Radical changes to GCSE and A-level exams are to be introduced so that even essay-dominated subjects will be marked electronically, the man in charge of the “modernisation” of England’s exams system has said.

Papers for subjects such as English and history will be scanned electronically and examiners will then mark individual questions, rather than whole scripts.

Critics, who include leading independent school heads, fear that the changes will lead to the dumbing down of exams and therefore of teaching.

Writing in this week’s TES, Cynthia Hall, president of the Girls’ Schools Association, says there is a danger of downgrading examining to “a multiple-choice exercise that could be done by the proverbial monkey”.

The changes mean that electronic marking, being trialled at the Edexcel exam board, will be dramatically extended and many more papers will be marked by unqualified undergraduates rather than teachers.

The plans were revealed by Jonathan Ford, managing director of the new National Assessment Agency, at a meeting of private-school headteachers last month, and will be hugely contentious.

A chief examiner for one of Edexcel’s rivals said: “The concern is that this represents a dumbing down of the examination process. That the boards could say, ‘we want more multi-choice type question and answers’.”

The assessment agency believes the moves will help improve accuracy, partly because the use of technology will allow questions to be marked more than once, and help it address chronic shortages of examiners.

It also believes that with component marking where examiners mark individual questions, rather than whole scripts, the grading process will be more accurate, as examiners focus on tightly-defined mark schemes.

But headteachers who attended the joint GSAHeadmasters’ and Headmistresses’ Conference meeting where the comments were made, are worried.

In her article, Ms Hall says examiners needed to be able to see whole scripts to get a proper feel for candidates’ work.

There are serious worries, she argues, that the demands of the marking process will drive the content of exams, leading to a greater focus on short answers in traditionally essay-dominated subjects.

“My fear is that lower-order assessment will necessitate lower-order questions and that lower-order teaching will follow.

“We need to develop the professionalism of our teacher examiners, not downgrade the job.”

Martin Stephen, HMC chairman, said: “This is the tail wagging the dog. It appears the examination system is being designed for the convenience of marking, rather than addressing the need to assess higher-order skills, such as extended argument.”

Edexcel and the NAA emphatically deny that there will be any “dumbing down”, arguing that exams should be designed around pupils’ assessment needs.

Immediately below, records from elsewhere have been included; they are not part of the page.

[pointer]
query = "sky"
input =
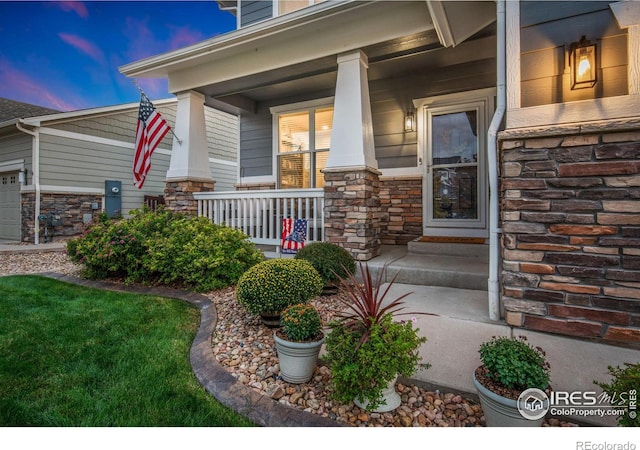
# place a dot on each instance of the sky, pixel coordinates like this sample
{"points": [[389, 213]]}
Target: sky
{"points": [[65, 55]]}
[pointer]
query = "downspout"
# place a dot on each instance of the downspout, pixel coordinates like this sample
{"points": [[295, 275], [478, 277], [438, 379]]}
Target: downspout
{"points": [[492, 151], [36, 176]]}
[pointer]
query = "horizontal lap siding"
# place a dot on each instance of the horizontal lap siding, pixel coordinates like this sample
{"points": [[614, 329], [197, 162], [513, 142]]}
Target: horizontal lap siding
{"points": [[16, 148], [546, 35], [255, 11]]}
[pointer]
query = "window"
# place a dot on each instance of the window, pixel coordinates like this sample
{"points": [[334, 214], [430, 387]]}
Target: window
{"points": [[303, 141], [287, 6]]}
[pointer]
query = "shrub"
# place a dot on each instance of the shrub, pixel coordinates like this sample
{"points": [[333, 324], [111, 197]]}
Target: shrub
{"points": [[366, 349], [330, 260], [164, 247], [272, 285], [514, 363], [625, 383], [301, 322]]}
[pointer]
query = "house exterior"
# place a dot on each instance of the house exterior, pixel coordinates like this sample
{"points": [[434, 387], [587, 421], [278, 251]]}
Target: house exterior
{"points": [[464, 120], [69, 162]]}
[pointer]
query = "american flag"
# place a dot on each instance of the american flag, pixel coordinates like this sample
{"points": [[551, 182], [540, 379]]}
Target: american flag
{"points": [[294, 234], [151, 129]]}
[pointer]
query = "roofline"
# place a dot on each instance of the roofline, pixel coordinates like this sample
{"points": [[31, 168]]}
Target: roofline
{"points": [[37, 121], [158, 65]]}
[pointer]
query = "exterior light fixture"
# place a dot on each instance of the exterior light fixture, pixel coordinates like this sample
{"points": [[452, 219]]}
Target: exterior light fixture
{"points": [[583, 64], [410, 121]]}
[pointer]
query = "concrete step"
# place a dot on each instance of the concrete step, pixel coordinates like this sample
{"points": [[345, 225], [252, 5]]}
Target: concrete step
{"points": [[448, 248]]}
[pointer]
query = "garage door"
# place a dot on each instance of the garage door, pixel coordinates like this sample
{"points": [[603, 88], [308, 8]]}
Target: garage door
{"points": [[9, 206]]}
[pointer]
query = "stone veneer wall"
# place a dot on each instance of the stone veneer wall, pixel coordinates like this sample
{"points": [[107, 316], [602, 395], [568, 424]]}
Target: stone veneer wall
{"points": [[71, 206], [178, 194], [571, 231], [352, 210], [401, 209]]}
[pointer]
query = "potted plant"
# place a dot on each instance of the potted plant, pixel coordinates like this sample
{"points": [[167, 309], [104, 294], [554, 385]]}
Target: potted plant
{"points": [[268, 287], [367, 349], [298, 342], [513, 377], [623, 390], [331, 261]]}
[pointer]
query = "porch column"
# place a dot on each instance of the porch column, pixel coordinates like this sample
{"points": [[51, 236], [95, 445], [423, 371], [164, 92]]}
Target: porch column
{"points": [[352, 187], [189, 170]]}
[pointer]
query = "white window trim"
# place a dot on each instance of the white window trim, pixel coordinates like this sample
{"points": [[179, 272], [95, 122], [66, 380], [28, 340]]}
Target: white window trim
{"points": [[276, 111]]}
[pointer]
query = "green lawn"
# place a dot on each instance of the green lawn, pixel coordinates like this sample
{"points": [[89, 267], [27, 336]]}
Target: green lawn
{"points": [[75, 356]]}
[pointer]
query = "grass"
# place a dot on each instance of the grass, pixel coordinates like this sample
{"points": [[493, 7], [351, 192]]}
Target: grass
{"points": [[82, 357]]}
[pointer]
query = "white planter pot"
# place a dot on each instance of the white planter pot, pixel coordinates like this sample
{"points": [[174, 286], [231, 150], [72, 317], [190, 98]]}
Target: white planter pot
{"points": [[390, 399], [297, 359], [500, 411]]}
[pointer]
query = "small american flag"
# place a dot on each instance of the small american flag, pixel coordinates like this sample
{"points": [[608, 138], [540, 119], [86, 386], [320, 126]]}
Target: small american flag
{"points": [[294, 234], [151, 130]]}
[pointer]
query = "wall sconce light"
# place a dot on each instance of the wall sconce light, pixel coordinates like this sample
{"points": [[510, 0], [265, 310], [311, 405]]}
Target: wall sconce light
{"points": [[410, 121], [583, 64]]}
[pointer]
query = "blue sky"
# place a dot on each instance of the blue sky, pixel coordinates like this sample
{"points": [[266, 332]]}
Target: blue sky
{"points": [[65, 55]]}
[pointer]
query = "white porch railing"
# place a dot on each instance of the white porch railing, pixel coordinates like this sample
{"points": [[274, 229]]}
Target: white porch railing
{"points": [[259, 214]]}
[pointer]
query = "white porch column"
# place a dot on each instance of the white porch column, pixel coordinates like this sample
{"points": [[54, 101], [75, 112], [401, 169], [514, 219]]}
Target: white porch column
{"points": [[190, 159], [352, 134]]}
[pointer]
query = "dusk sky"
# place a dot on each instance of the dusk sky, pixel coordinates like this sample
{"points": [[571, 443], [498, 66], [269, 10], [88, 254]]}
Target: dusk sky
{"points": [[65, 55]]}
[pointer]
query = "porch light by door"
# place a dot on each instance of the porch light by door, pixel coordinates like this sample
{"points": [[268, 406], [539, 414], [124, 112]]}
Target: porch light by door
{"points": [[583, 64], [410, 122]]}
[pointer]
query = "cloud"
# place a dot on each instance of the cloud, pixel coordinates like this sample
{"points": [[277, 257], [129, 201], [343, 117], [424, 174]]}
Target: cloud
{"points": [[84, 46], [183, 36], [19, 85], [72, 6]]}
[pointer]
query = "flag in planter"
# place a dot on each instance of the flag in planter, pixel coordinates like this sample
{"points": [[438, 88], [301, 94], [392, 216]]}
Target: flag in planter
{"points": [[294, 234], [151, 130]]}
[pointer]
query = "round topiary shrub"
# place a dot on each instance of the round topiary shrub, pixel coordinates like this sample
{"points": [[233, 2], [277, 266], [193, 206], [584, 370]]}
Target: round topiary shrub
{"points": [[330, 260], [271, 286]]}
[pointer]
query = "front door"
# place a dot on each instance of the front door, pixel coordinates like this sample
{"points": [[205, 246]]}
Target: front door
{"points": [[455, 187]]}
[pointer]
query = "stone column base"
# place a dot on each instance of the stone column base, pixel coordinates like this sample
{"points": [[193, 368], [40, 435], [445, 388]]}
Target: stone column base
{"points": [[352, 210], [178, 194]]}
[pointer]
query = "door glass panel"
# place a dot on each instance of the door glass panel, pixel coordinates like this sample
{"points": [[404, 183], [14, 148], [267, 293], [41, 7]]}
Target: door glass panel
{"points": [[455, 193]]}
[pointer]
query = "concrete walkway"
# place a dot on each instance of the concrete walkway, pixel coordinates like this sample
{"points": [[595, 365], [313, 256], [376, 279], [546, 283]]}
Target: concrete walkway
{"points": [[454, 334]]}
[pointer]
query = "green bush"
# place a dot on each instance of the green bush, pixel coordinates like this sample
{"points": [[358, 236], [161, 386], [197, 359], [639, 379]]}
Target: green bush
{"points": [[362, 370], [514, 363], [271, 286], [301, 322], [164, 247], [330, 260], [624, 384]]}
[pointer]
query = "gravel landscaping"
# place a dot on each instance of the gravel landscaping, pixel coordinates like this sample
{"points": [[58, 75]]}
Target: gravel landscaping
{"points": [[245, 347]]}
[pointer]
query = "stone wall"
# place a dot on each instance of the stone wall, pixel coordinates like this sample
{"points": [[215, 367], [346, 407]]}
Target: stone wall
{"points": [[571, 232], [352, 210], [401, 209], [71, 207]]}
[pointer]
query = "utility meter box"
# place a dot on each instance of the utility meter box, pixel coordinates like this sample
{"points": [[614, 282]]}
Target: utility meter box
{"points": [[113, 197]]}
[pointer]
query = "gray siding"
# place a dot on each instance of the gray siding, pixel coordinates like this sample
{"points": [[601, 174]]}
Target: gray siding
{"points": [[120, 126], [16, 147], [548, 29], [255, 11], [390, 99], [66, 162]]}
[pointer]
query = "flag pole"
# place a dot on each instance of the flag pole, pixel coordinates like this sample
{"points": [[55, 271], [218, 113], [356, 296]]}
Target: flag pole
{"points": [[142, 93]]}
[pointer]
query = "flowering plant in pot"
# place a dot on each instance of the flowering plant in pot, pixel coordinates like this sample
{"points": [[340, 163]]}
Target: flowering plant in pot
{"points": [[298, 342], [367, 349], [512, 373], [269, 287]]}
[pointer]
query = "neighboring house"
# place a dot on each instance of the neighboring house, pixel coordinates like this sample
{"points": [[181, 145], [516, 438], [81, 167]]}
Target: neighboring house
{"points": [[460, 120], [65, 161]]}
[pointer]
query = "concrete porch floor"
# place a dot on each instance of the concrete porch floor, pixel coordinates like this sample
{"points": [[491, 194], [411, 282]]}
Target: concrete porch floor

Short answers are not currently widespread in English and history.

In this summer’s e-marking trial by Edexcel more than a million GCSE and A-level scripts were scanned and marked question by question by examiners at computer screens. But English was not included in the trial.

A spokesman for the assessment agency, a branch of the Qualifications and Curriculum Authority set up to lead the pound;140 million modernisation of the exams system, said there would be no “dumbing down”.

“There’s no question of papers being designed to make marking easier. It has always been the intention to trial digital scanning and component marking in subjects where it is feasible,” he said.

“Component marking allows complex questions to be sent to the most experienced and knowledgeable senior markers. It also allows questions with straightforward right and wrong answers to be dealt with by more junior markers. This increases the speed of processing and the accuracy of marking.”

In Edexcel’s trial, undergraduates working in dedicated centres, marked short questions in eight GCSE and GNVQ subjects this year, including maths, science, French and Spanish. English GCSEs were also marked electronically, but the subject was not part of the short-answer experiment. The board views the scheme as a great success.

Other boards have used students in recent years for conventional marking and say this has been successful. Mike Tomlinson, the former chief inspector of schools who investigated 2002‘s A-level regrading crisis, has backed the use of non-teacher examiners.